- Born: Henry Pershing Strzelecki August 8, 1939 Birmingham, Alabama
- Died: December 30, 2014 (aged 75) Nashville, Tennessee
- Genres: Country, Rock & Roll
- Occupation: Musician
- Instruments: Double bass, bass guitar

= Henry Strzelecki =

American musician (1939–2014)

Henry Pershing Strzelecki (August 8, 1939 – December 30, 2014) was a Nashville studio musician who performed with Roy Orbison, Chet Atkins, Waylon Jennings, Jim Reeves, Willie Nelson, Eddy Arnold, Bob Dylan, Johnny Cash, Ronnie Milsap, Merle Haggard, and many others.

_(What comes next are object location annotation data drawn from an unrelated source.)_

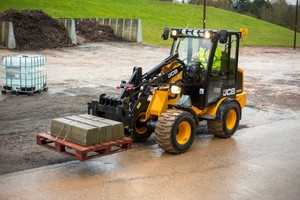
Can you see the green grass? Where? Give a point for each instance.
(157, 15)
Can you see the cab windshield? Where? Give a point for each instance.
(188, 49)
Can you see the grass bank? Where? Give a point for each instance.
(157, 15)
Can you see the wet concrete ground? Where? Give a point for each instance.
(261, 161)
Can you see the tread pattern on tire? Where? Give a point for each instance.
(164, 127)
(216, 127)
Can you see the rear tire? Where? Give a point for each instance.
(229, 122)
(175, 131)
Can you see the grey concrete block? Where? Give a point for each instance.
(76, 132)
(117, 127)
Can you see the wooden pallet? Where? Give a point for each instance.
(83, 153)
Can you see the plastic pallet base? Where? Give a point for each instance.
(81, 152)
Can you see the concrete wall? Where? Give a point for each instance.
(70, 26)
(7, 37)
(128, 29)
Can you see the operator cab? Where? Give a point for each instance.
(208, 82)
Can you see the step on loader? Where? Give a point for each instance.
(199, 80)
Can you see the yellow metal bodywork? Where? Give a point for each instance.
(160, 99)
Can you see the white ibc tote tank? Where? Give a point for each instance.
(24, 73)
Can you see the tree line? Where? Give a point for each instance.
(276, 11)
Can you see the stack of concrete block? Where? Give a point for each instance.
(87, 130)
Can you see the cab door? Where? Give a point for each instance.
(222, 82)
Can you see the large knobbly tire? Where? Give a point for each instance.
(175, 131)
(140, 132)
(229, 122)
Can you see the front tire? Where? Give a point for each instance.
(229, 122)
(175, 131)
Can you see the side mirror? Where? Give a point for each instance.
(165, 35)
(223, 36)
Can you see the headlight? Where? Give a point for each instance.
(175, 89)
(207, 34)
(174, 33)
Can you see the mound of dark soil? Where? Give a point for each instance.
(93, 31)
(36, 30)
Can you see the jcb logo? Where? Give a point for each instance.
(172, 73)
(230, 91)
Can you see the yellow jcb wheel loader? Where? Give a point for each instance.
(182, 90)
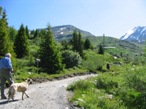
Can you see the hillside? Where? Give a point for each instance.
(65, 32)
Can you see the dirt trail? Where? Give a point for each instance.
(47, 95)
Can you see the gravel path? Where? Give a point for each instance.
(47, 95)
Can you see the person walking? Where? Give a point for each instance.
(5, 73)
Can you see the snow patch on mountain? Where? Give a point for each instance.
(137, 34)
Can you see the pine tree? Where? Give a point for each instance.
(6, 44)
(77, 43)
(80, 42)
(21, 43)
(27, 32)
(87, 44)
(101, 49)
(50, 56)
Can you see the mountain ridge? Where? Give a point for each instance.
(137, 34)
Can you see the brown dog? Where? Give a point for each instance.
(20, 87)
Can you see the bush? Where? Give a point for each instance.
(71, 59)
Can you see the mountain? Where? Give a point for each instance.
(66, 32)
(137, 34)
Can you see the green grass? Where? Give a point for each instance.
(126, 84)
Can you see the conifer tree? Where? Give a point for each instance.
(101, 49)
(21, 43)
(87, 44)
(5, 42)
(80, 42)
(77, 43)
(49, 54)
(27, 32)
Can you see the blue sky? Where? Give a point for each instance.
(110, 17)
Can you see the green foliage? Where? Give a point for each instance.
(6, 45)
(101, 49)
(21, 43)
(77, 43)
(92, 61)
(12, 33)
(49, 53)
(87, 44)
(71, 59)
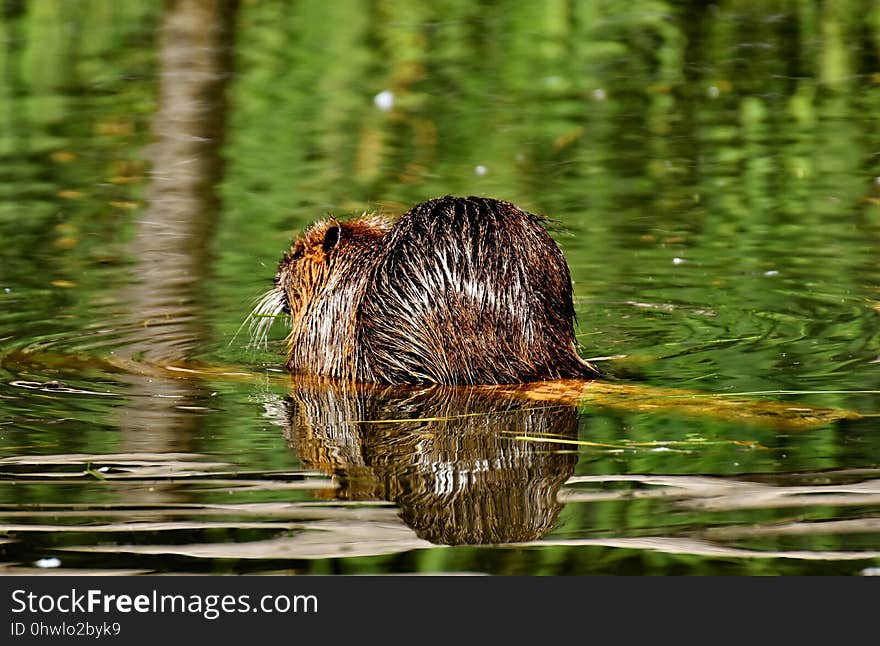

Born in Birmingham, Alabama, Strzelecki began playing country music in his teens. He wrote the novelty song "Long Tall Texan," which was a hit for The Beach Boys. He worked with Chet Atkins for many years, both in the studio and on tour. He was considered a primary member of the Nashville A-Team and worked with nearly every star to come out of Nashville in the 1960s, 1970s and 1980s.

In 1987 he was nominated for Bassman of the Year at the 23rd Academy of Country Music Awards. He was inducted to the Musicians Hall of Fame and Museum in 2007.

Strzelecki was struck by a car in Nashville on December 22 and died of his injuries on December 30, 2014.